Cool It

I never thought I’d be happy about a tropical depression starting to spin up in the Gulf, but it has been really, miserably and mind-numbingly hot around here and the rains have helped in that department.  We’ve topped 100 degrees for days, usually hitting 103-105 after lunch.  It has been so hot that I have been wearing welding gloves to handle modules I am remounting.  Of course, inside the Solar Shed, it is even hotter and even the a/c out there is no good until I get some insulation.

Fortunately, that temp is within specs for all of my gear, but I know the fans and capacitors will last longer if I can make it run cooler.  Further, since it has temperature sensing that cuts back the wattage to keep the temperature down, running cooler will put more watts back into my batteries.

I have some charge controllers I am evaluating for John to possibly carry and they have built in thermometers.  The display was showing 57C, which is right at 135F for Americans.  The charge controller has a fan and the entire aluminum case is designed to dissipate heat, but it was hot to the touch and the fan was always running.  The thing is, the entire back, over 1/3 of the surface area, was pressed against the wooden mounting panel, effectively insulating it.  Why not mount charge controllers on standoffs?  A drilled piece of rod, a stack of washers or a slice of old broomstick with a hole down the middle would each make a dandy standoff.  I had some aluminum heat sinks I found on ebay that may or may not do even better.

Note the fins behind the charge controllers.

Cool It 2

I removed the old screws, smeared some silicone heat sink grease (available online or at an electronics store) on the heat sink, wedged it behind the controller and snugged down four new, longer, screws.  That’s all there was to the first one, so I did the second.  In no time the controllers’ internal temp dropped 14C or 25F. 

I suspect that simple spacers would do about as well.  This afternoon, after a thundershower, it was only 98F in The Shed and I noticed that the fans were not even running.  I think I will watch this a few days and try it on the others.

If your mounting panel is metal, then you already have temperature dissipation help.  For anyone else, this is a good, cheap mod.
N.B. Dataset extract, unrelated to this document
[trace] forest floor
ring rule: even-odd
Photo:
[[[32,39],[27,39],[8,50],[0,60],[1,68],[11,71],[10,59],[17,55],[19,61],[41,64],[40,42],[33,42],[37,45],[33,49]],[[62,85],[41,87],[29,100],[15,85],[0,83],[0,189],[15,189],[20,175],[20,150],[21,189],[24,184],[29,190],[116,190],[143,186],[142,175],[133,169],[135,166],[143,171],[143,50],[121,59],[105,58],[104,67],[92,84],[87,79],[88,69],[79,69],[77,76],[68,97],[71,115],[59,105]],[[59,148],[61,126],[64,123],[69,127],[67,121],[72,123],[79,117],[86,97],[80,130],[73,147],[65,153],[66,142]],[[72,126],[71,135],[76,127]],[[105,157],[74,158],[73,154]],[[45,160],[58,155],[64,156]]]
Now as to why I was arranging panels in the hot sun, it isn’t just cooling down the equipment I am working on.  Nope, I am continuing the quest for solar powered a/c.  Early small scale tests have shown promise (mostly meaning I haven’t started a fire) so I am making room to dedicate 8 to 11 modules to running a conventional a/c on solar with no wires going into the house and only three going into the outside cabinet.  Watch for that.  It may take a while to get all the details ready for you, but the mod will work in heatpump season, too. 

I do have some tried and true solar a/c that I wrote about in the blog.  That may have disappeared when the blog blew up, so we will try to get that reposted.  I am running BOTH of my 30 year old Rheem central air systems and most of my other circuits on a single 5kw inverter, and it isn’t that hard to do.  Watch for it to reappear if you can’t find it.